I looked at Create, but have decided on the cheapest (with a good reputation) clinic for me, especially as the sperm there is only 100e (compared to £1585 at the Lister    )

GG - as JJ has said, sometimes there are 6 follies and only 4 eggs let's say OR sometimes there are 4 follies and 6 eggs!   

Lots of luck with decision making everyone - I feel relieved and a bit scared now I have made up my mind.  If this cycle doesn't work I will then just wait for my DE slot at Reprofit in May.  At least I will feel (I hope!!!) I gave my OE my best shot! 

Night 
GIA Tooxxx


----------



## greatgazza (May 27, 2010)

hi girls

Giatoo, I'm also considering minimal IVF with Reprofit and had an email back from Stepan over the weekend.  It does  cost 800e but i didn't ask about icsi or not and he didn't mention it either (do people think ICSi is the best way to go, I still don't know??) .....  he said i would need two boxes of clomid and 1 vial of pregnyl.  If clomid can cause lining issues is there an alternative?  I would like some stims in case they end up with nothing to work with.  As its natural/mimimal why would you need the contraceptive pill? is that so you can time things better?  Also what are the steroids for?  Is that for a particular issue you have?  And are you just going to take progesterone post tx to help aid implantation?

God i can't believe it's so expensive at the lister. Madness.

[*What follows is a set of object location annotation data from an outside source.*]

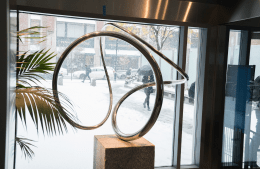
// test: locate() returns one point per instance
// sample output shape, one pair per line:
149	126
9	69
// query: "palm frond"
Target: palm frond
25	33
44	109
25	146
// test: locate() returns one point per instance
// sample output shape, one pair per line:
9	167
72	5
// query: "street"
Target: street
75	148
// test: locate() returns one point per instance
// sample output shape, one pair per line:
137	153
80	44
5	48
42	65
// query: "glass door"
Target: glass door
240	148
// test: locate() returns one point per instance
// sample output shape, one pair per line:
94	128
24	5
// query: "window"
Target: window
90	28
75	30
75	149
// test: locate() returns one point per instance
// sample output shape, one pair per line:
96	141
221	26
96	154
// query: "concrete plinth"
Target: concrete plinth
112	153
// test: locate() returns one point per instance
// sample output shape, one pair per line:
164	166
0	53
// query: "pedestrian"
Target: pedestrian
148	90
128	76
128	72
88	71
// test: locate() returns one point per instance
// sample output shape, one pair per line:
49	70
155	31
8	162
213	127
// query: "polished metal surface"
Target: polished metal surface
157	73
172	12
245	9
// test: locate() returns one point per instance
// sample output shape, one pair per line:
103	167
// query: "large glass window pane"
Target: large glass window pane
189	113
230	98
252	141
75	30
74	149
240	130
90	28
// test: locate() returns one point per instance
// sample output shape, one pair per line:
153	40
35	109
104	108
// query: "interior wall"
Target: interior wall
153	11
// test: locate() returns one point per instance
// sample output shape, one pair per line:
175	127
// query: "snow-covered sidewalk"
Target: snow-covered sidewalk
75	148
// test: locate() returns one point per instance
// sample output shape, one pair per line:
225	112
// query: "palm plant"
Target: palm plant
35	101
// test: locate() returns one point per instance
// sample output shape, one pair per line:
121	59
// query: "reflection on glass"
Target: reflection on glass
241	119
233	47
189	112
230	99
252	149
90	93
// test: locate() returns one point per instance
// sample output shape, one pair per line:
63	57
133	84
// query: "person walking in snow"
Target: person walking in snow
88	71
148	90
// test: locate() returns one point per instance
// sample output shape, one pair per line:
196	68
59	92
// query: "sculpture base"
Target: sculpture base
111	153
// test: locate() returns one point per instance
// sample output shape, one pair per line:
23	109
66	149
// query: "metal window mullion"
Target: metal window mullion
245	44
179	99
199	88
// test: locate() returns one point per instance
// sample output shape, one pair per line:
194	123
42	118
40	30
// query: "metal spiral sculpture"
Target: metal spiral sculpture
139	44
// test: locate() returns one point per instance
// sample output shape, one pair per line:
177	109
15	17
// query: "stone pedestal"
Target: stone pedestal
112	153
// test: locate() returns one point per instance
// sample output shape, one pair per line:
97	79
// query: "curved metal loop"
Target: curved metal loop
180	70
155	67
151	60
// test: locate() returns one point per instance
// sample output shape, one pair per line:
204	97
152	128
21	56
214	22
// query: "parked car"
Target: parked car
99	73
96	73
79	74
63	71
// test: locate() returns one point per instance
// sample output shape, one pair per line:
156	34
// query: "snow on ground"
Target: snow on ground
75	148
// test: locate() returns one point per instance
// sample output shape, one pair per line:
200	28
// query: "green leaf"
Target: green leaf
44	110
25	146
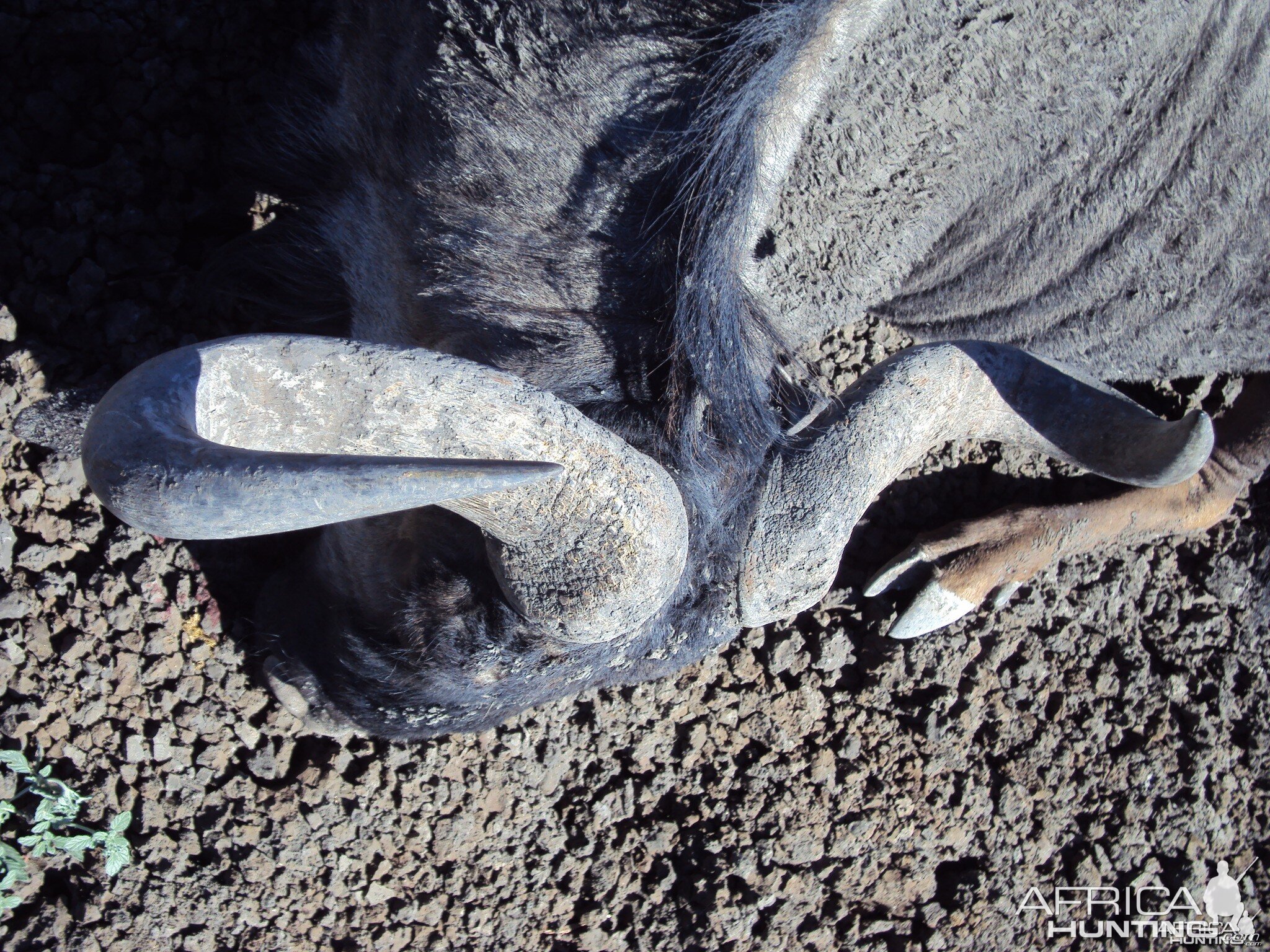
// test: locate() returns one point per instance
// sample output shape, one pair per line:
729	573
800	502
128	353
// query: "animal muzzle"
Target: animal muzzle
269	433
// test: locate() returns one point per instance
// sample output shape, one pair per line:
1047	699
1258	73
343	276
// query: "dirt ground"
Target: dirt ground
812	787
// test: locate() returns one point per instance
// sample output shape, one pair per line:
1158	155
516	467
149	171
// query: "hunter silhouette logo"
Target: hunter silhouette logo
1150	912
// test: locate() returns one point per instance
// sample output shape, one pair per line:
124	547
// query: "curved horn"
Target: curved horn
267	433
923	398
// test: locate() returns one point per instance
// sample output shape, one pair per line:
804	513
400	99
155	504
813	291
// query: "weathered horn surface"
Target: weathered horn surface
921	399
275	432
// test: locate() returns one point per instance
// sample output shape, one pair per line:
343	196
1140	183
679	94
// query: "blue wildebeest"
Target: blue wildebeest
562	441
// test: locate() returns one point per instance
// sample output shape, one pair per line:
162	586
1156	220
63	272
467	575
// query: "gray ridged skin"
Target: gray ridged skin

I also want to try and have a tx before xmas but i am going to wait until after i have seen recurrent mc consultant on 4th November in case they find something they need to sort out.


----------



## Bethany915 (Aug 1, 2010)

Hi girls

GIA Too - well done on making your decision!  Sounds like you have a good plan in place - and another chance with your OEs   .  Are you going for ICSI because of any particular problems or did Reprofit recommend it for older eggs?  (I remember Maya7 told me she had ICSI because apparently older eggs can have harder shells which makes it more difficult for the sperm to penetrate - have you heard that?  Anyway, it worked for her!)

GG - good luck with your recurrent miscarriage appt.  Hope it helps you to decide the next step.

AFM, I have a CD12 scan tomorrow, with potential basting Friday.  And I am waiting for my DHEA to arrive to start my 4-month experiment   (it's taking ages to get here, I ordered it about 10 days ago - but I guess it is coming from the US...)

B xx


----------



## GIAToo (Nov 8, 2009)

Hi,

GG - gonna copy your questions so I can answer them all 

*Do people think ICSi is the best way to go, I still don't know??* - I have never had ICSI, I only mentioned it in case anyone needed it as at the Lister they charge an EXTRA £1300 for it! I have never needed it and I have heard that it can actually damage the eggs/embryos too so I would rather not have it. As for all these things it's different for everybody and everybody's experience is different, which is no help at all when you're trying to decide what's best for you! 
*If clomid can cause lining issues is there an alternative?* Yes, there is an alternative and it's called Femara and costs about the same as Clomid. There is another issue with Femara that I can't remember off the top of my head, which is why Drs tend to prefer Clomid, but I'll look it up and get back to you.
*As its natural/mimimal why would you need the contraceptive pill? *Stepan said I don't have to but......yes it is better for being able to time things esp with flights etc, so I think I might. My worry is that my ovaries get too relaxed!!
*Also what are the steroids for? Is that for a particular issue you have?* Yes, I have slightly raised NK cells.
*And are you just going to take progesterone post tx to help aid implantation?* Yes. Most people take it up to 12 weeks of pregnancy.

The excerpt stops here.